The need for making sense of images and extracting meaningful insights from them seems to be rapidly growing. Images are the second most popular content type and there is a vast range of companies that deal with images in one form or the other on a regular basis. This spikes up the need for better image recognition with increasing accuracy and using automation.
At Infrrd, we dealt with one such use case where the customer wanted us to build a platform for a user to sell his / her watch. In this case, a user uploads an image of the watch s/he wants to sell. This system eases the user’s work by correctly identifying the watch and auto fill all the details about the image and upload it to the site for sale. Our system needed to do the following: given an image, identify and recommend similar models and finally, classify the watch to the right model.
What most recognition platforms can do:
Given an image of a meeting room, they can identify things that are there in the room like tables, chairs, whiteboard etc. Similarly, given an image of an object, it can identify what the object is. Our solution, just like others, can identify the object to be a watch. However, it takes it to another level, and can identify that the watch probably contains a tachometer to a white / black dial, strap material, minutes and second hand etc.
Others have solutions that are not domain specific. The problem is that, they are very generic and can perform only on a broader level. They are not customizable to a use case. Our platform is domain-enabled to pull the right insights for the product category. In this use case, the requirement was to identify the make and model of the watch. The other recognition systems do not have the capability to do this.
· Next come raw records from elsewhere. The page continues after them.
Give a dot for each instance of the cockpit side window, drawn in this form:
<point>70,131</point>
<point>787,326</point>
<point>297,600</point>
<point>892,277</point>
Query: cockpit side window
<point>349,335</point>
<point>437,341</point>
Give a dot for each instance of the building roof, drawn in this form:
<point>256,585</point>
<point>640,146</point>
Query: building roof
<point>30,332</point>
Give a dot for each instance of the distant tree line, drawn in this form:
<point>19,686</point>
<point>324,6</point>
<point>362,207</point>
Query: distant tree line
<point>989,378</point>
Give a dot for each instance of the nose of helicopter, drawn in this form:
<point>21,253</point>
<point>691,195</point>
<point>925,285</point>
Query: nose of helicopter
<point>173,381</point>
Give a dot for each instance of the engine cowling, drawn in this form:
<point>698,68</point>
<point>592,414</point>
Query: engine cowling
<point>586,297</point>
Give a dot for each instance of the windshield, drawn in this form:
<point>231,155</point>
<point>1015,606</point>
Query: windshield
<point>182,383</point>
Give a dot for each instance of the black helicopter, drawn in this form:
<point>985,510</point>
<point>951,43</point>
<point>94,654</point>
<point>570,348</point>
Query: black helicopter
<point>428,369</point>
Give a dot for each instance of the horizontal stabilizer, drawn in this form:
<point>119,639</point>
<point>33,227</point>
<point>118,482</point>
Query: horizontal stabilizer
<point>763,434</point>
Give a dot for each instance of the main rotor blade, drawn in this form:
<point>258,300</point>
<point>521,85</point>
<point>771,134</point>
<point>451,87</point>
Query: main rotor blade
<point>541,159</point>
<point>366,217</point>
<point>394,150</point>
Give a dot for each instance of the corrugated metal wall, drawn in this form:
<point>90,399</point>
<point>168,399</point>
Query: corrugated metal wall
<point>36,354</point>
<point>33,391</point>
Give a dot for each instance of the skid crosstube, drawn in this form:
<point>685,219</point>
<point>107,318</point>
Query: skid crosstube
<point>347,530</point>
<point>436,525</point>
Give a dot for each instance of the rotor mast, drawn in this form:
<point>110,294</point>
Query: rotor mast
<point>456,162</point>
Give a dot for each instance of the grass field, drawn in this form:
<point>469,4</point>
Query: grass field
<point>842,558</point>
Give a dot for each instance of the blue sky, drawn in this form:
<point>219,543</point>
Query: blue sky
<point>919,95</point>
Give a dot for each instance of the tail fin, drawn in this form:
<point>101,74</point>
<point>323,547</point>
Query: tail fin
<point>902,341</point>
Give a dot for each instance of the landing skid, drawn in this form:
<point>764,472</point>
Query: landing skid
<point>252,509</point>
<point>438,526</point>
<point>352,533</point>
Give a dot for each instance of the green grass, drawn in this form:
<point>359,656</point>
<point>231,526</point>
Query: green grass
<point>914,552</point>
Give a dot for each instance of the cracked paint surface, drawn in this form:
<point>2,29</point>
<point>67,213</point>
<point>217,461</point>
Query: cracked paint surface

Since our use case is specific, we extended our platform with a custom solution based on this client’s needs.
The challenges we faced:
All watches look similar to an untrained eye. However, watches have subtle differences within models of a same brand. The challenge was to get two levels deeper and identify the make and the model of the watch. We need to take into consideration all the intricate details and meticulously design the algorithm such that it can consider all the corner cases and is able to differentiate the models within a brand. Some models have multiple watches. For example, a watch model for Omega had in turn has three different categorizations of strap color or material (such as brown strap, black strap, metallic strap, leather strap etc.) and different colors of dials and outer rims. In cases like these, we were able to categorize them under the same model and not show it as a different watch.
The approach that we take for watches must be very different from the one we take for clothing. Example, for a dress, we would be able to identify it as a dress with the first pass and we next look at the other traits of this dress. For example, if the dress ends at the knee, we can classify it as a knee length dress, by the shape of the neck we can classify it as round, V-shaped or square neck, etc. But in the case of watches, we need to delve deeper into the intricate details of the dial – the text or logo to detect the brand, the sub-dials, etc.
Given an image we identify what class it belongs to. The algorithm then detects that a watch belongs to a list of classes – we consider the top few classes, identify the relevant models that match the specification of the insights extracted and display top 3 results based on the probability score. With user confirmation, we retrain the system to finalize this image to a specific class. Continuous Learning kicks in to make our system learn and save it for future transactions. In the odd case of wrong insights extraction, the user will enter the right details of the watch. Our systems gather this data and saves it in the data base thereby allowing the system to be accurate with a high probability score if the same watch were to be uploaded.
We were able to achieve an accuracy rate of 80%. Over time, our platform has learned through continuous feedback and has become a lot more accurate than what it was in the beginning.